Lire Kazuo Umezu nous conduit à reconnaître que si Junji Ito est un continuateur de ses œuvres, il est aussi un correctif. Lui ne se perd jamais trop loin dans ses intrigues, sait garder le cap de son récit sans jamais faire fausse route. Une histoire peut ne pas plaire, mais cela tiendra au scénario initial et non pas aux errances succédant à une parution trop longue. Kazuo Umezu n’a pas su quand et où s’arrêter. Là où le fait de prolonger une œuvre inutilement, chez le mangaka moyen, intime à l’ennui, le lecteur, en poursuivant l’agonie de Fourteen, sera embarqué dans un délire quasiment psychédélique tant l’improvisation est dingue.

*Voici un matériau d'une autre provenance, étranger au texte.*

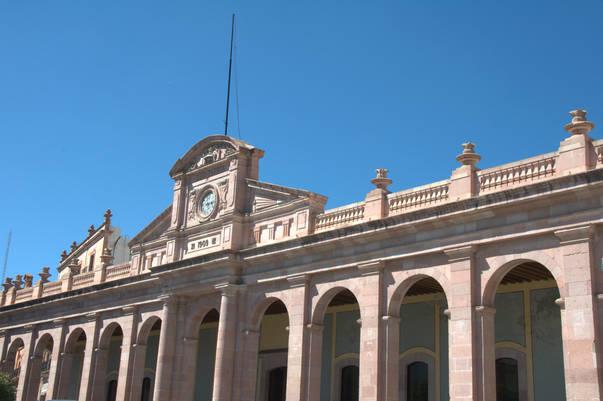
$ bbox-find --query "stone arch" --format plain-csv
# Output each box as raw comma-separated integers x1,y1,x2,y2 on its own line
33,333,55,357
98,322,123,349
250,296,289,331
482,252,565,307
65,327,88,353
136,315,163,345
184,306,220,339
312,285,362,324
387,273,450,317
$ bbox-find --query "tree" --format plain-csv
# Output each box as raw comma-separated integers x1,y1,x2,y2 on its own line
0,373,15,401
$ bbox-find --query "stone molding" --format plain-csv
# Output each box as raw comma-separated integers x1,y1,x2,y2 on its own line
554,225,595,245
444,245,477,263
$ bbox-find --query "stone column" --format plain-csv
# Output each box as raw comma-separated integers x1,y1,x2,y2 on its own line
212,284,237,401
305,323,324,401
128,343,148,401
286,275,309,401
46,319,66,400
153,296,178,401
358,262,383,401
555,226,602,401
444,246,478,401
382,316,400,401
234,329,260,401
16,325,35,401
78,313,100,401
116,306,139,401
475,305,496,401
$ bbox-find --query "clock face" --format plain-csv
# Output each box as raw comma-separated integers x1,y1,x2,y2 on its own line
199,190,218,218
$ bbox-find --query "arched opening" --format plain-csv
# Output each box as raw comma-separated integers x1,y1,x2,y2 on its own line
104,325,123,401
406,362,429,401
256,301,289,401
2,338,25,388
140,377,153,401
496,358,519,401
27,334,54,401
193,309,220,401
59,329,87,400
340,365,360,401
399,277,449,401
494,261,565,401
136,317,161,401
320,289,361,401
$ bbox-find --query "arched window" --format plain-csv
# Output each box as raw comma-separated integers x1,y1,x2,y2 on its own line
268,366,287,401
496,358,519,401
339,365,359,401
406,362,429,401
107,379,117,401
140,377,151,401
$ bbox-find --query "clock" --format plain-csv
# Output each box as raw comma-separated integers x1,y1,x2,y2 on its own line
198,188,218,219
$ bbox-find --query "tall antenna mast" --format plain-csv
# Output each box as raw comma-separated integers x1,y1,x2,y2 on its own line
224,13,234,135
2,230,13,283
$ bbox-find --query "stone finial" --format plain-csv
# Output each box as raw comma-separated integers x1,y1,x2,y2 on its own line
564,109,595,135
23,273,33,288
13,274,23,290
101,248,113,267
371,168,392,189
105,209,113,227
456,142,482,166
38,266,52,283
67,258,82,274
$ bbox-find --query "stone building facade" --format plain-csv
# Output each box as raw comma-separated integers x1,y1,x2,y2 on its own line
0,110,603,401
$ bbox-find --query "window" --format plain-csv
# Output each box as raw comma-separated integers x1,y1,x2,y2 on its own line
406,362,429,401
140,377,151,401
268,367,287,401
88,254,94,272
107,379,117,401
496,358,519,401
340,365,359,401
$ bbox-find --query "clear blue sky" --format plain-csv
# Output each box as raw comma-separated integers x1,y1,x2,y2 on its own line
0,0,603,276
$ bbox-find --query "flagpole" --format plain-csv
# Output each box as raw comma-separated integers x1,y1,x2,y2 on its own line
224,13,234,135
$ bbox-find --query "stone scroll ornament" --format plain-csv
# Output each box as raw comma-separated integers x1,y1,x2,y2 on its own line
188,143,235,171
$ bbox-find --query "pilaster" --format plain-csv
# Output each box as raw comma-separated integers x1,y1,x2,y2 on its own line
444,246,478,401
212,283,239,401
555,226,601,401
153,295,178,401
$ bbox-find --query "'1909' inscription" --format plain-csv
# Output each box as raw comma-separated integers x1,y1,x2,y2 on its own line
188,234,220,252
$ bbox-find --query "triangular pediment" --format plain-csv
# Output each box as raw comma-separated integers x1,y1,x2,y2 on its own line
170,135,262,177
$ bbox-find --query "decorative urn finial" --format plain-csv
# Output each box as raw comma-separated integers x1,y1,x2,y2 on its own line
105,209,113,227
13,274,23,290
456,142,482,166
38,266,51,283
371,168,392,190
564,109,595,135
2,277,13,292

La fin avec les cafards est interminable, avec, au milieu, des considérations sur « Qu’est-ce qu’un être humain ? ». Excusez-moi monsieur Umezu, mais si quelqu’un a la réponse à cette question, ça n’est pas l’auteur du spectaculaire chapitre « Légalise la Marijuana ou nous allons tous mourir ».
Les enfants, perdus dans un faux monde se transforment en dinosaures et décident de se cryogéniser avant d’avoir quatorze ans après avoir retrouvé Lucy le poulet qui parle. Ils découvrent que leur univers était en réalité une chenille et que les quatorze années terrestres représentaient le temps qui, dans l’univers de la chenille, la séparait d’une voiture qui s’apprêtait à l’écraser.

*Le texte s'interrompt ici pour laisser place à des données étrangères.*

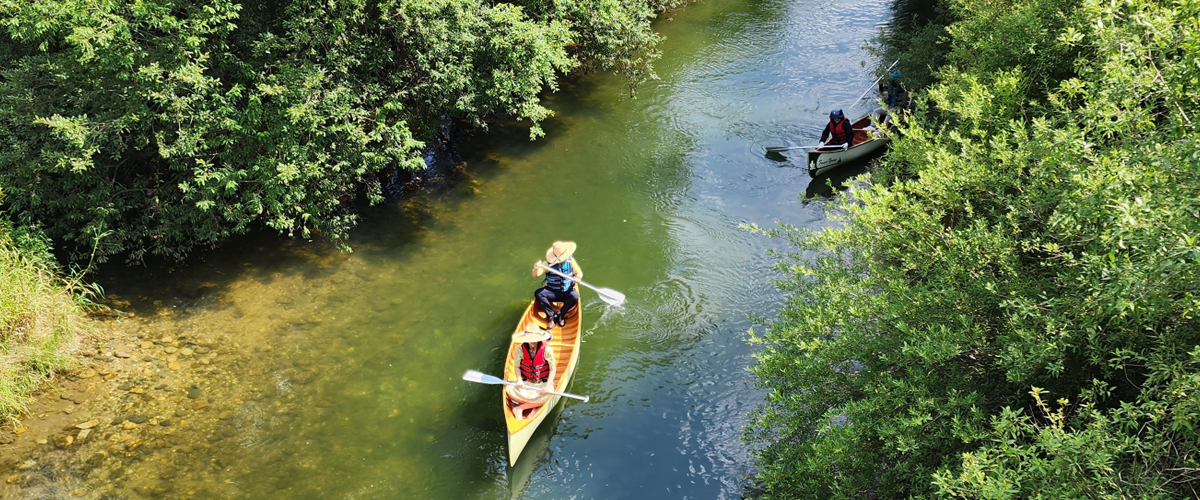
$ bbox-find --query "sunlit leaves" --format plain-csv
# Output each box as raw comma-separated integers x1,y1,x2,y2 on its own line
750,0,1200,499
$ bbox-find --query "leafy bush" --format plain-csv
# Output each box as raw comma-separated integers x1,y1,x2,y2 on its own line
749,0,1200,499
0,213,84,421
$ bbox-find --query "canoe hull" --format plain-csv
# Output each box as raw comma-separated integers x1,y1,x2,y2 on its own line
809,137,888,177
500,298,583,466
808,108,890,177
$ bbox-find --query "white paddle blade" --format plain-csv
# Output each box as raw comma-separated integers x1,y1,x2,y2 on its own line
462,369,504,385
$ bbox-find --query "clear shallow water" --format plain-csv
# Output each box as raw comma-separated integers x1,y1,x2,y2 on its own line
101,0,890,499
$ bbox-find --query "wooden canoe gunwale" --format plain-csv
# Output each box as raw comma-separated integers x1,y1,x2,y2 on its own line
500,298,583,466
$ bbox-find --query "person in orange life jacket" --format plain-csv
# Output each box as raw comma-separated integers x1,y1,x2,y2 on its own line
821,109,854,149
533,241,583,329
504,325,557,420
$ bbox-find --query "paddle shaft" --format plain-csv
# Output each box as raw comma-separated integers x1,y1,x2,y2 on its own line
538,261,625,306
538,264,596,290
462,369,592,403
846,59,900,109
767,144,821,152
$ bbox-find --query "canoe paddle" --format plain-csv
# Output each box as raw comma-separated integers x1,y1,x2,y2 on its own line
846,59,900,109
538,263,625,306
462,369,592,403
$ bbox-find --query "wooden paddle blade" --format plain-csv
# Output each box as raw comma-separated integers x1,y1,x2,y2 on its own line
462,369,504,385
595,288,625,306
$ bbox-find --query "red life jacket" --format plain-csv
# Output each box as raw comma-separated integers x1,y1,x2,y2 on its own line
520,342,550,382
826,119,854,145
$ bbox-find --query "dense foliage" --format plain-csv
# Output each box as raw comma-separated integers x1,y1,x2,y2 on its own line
0,0,671,259
749,0,1200,499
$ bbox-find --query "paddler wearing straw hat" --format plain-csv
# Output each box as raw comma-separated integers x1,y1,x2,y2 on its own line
504,325,557,420
533,241,583,329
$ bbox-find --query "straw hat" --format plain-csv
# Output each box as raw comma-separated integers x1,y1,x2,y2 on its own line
546,241,576,265
512,325,551,343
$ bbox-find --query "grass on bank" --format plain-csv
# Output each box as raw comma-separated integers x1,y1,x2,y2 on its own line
0,227,84,421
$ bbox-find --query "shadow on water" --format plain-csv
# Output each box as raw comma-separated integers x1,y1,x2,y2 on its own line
509,395,564,500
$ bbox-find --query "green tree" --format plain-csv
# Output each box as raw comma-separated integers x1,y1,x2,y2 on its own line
749,0,1200,499
0,0,665,260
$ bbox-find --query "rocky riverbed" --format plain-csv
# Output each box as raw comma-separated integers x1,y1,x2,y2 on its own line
0,244,360,499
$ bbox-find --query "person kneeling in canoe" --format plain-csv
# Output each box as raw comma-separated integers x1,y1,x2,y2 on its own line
821,109,854,150
504,325,557,420
533,241,583,329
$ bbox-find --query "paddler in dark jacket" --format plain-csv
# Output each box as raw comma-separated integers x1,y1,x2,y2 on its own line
533,241,583,329
821,109,854,147
504,325,558,420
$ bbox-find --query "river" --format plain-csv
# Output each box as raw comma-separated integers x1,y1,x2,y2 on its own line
88,0,892,499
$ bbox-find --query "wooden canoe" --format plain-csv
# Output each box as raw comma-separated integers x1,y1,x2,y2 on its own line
500,298,583,466
808,108,888,177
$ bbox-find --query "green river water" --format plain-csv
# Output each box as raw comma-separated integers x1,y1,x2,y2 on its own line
88,0,892,499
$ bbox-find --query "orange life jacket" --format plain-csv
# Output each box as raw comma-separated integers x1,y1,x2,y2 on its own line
520,342,550,384
826,119,854,145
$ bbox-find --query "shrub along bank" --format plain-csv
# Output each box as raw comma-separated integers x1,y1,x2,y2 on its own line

Que répondre à ça si ce n’est… Kamoulox ?
Fourteen part d’un sommet pour le plaisir d’entamer une chute libre qui durera plus de cinq tomes au moins. Il faut avoir le cœur bien accroché pour subir la descente. En tout cas, l’œuvre aura achevé de me convaincre que Kazuo Umezu, s’il fut un pionnier du manga en bien des circonstances, n’était cependant pas un auteur de génie. Suite à ma lecture de Fourteen, je suis très vite revenu de mes illusions, d’un pas lent et traînant, encore halluciné par le ramassis d’âneries aléatoires et frénétiques qui avaient défilé si vite sous mes yeux.
Le manga, dans toute sa clairvoyance sous acide, a cependant le mérite d’avoir répondu à la question antique :
Pourquoi le poulet a-t-il traversé la route ? Pour que la chenille ne mette pas fin à l’univers.